Having kept himself out of the lineup for the first three games, Buck put himself out on the field for the first time, knowing when he was most likely to help the team. Not only did he double and score in his first at-bat, he showed why he’s considered one of the best defensive first basemen in Negro League history, showing great range to put out the first two batters from the Oscar Charleston squad, and even starting a double play that almost turned into a triple play in the second inning, ending a two-on, nobody out threat. O’Neil went two for three with a double and a run scored. Knowing his role, and willing to sacrifice for the good of the team, he let the other Buck take over once the lefty was off the hill, replacing himself with Buck Leonard, who walked in both his plate appearances, scoring a run in the 8th.

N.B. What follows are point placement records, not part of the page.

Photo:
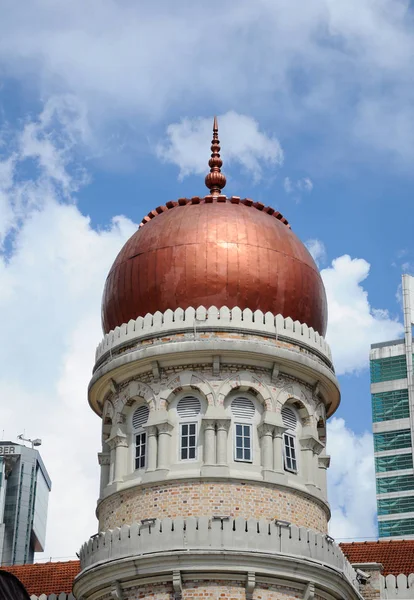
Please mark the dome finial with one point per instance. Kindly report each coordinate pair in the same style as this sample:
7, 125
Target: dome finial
215, 180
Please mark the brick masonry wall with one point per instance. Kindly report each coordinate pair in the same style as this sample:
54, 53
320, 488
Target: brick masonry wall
204, 498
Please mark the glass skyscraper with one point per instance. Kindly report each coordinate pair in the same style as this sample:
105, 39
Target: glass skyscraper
391, 368
24, 492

Dick “Cannonball” Redding made a statement in game four with a five-hit shutout against the Oscar Charleston All Stars.

As expected, Josh Gibson took advantage of the change of scenery, going two for four with a double, a walk, two RBI’s, and his first home run of the series.* But the hero of the game was Dick Redding. Oscar Charleston knew from his time as a teenager playing alongside Redding with the Indianapolis ABC’s that his squad was in for a long day, and “Cannonball” proved it, dominating from the first pitch of the game with his no wind-up delivery and exploding fastball that gave him his nickname. Redding gave up five hits and walked just one in the complete game shutout. Born in Atlanta, Cannonball was one of the most dominant pitchers of the early Negro Leagues, throwing as many as 30 no-hitters and once striking out 24 batters in a game. In 1917, before seeing combat in France during World War I, Cannonball went 14-3 with a 0.70 ERA with the Chicago American Giants. Redding was a well-liked manager for the Brooklyn Royal Giants for six seasons. Sadly, Cannonball suffered a “strange malady” and died young in a mental institution in New York.

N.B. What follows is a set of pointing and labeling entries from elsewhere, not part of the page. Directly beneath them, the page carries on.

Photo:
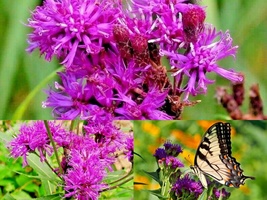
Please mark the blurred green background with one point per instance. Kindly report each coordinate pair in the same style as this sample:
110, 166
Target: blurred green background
248, 147
20, 72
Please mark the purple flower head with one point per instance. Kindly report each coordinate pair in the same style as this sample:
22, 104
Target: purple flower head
160, 153
146, 109
221, 193
33, 137
193, 22
63, 27
202, 59
106, 135
173, 162
83, 179
129, 147
79, 97
187, 187
172, 149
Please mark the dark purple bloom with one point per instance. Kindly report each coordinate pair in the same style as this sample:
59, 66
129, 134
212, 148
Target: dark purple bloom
221, 193
160, 153
202, 59
173, 162
83, 179
79, 97
147, 109
106, 135
64, 27
172, 149
129, 147
33, 137
187, 188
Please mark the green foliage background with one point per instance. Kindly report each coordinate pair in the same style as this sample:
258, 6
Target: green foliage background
20, 72
248, 146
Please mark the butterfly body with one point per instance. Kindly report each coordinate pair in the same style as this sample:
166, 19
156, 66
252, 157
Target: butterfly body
213, 158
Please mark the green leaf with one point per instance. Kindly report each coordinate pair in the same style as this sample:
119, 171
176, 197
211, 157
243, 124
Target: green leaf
51, 197
8, 197
158, 193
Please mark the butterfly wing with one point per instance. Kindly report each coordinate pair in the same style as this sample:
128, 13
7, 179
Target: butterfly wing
213, 157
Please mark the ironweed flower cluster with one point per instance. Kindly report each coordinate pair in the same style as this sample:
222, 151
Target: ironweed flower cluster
178, 184
112, 56
87, 157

*Gibson’s first home run, a no-doubter to DEEP center field, may have actually come as a relief to the Oscar Charleston infielders. With the score only 3-0 at the time and Wells on third after a triple to leadoff the top of the 7th, “Charlie” was forced to bring his infield in. The move paid off when Stearnes grounded out and Wells stayed put, but that brought up the powerful Gibson. The infielders must have been quaking in their cleats to be so close to the massive Gibson, and can’t have been disappointed when the ball was launched deep into the sky as opposed to on the ground. Big Bill Foster must have been shook as well as he surrendered a home run to the very next batter, Oscar “Heavy” Johnson, ending his outing.

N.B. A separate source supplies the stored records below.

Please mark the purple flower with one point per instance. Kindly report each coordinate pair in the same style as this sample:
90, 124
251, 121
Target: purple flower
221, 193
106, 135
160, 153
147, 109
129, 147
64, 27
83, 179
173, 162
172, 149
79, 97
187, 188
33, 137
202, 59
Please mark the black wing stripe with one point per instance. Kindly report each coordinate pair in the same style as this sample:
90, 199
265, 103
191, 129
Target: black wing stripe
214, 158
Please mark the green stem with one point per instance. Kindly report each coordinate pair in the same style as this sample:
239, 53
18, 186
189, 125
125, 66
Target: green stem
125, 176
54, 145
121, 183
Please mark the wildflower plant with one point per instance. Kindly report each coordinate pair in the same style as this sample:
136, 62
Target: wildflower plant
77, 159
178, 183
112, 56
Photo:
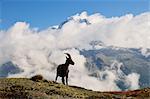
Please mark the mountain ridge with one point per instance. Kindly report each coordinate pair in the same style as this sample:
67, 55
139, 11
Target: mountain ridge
27, 88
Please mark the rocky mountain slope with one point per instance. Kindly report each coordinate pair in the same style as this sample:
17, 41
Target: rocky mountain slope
43, 89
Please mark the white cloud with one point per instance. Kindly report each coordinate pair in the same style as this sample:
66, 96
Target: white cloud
39, 52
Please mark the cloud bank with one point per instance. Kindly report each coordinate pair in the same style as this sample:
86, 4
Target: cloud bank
39, 52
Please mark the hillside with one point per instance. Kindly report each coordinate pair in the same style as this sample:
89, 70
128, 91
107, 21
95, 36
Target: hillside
26, 88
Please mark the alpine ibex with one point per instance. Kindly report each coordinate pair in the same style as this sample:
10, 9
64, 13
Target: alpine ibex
62, 70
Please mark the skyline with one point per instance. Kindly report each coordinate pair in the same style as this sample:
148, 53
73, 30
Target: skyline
42, 14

Oscar Charleston will send Hilton Smith back to the mound in game five, but even if his ace is able to recreate his game one performance, “Charlie” will need more life from his offense in order to break the series tie. Buck O’Neil will send Ol’ Satch back to the hill, who will most certainly have a chip on his shoulder after failing to best his Monarchs teammate Smith in game one.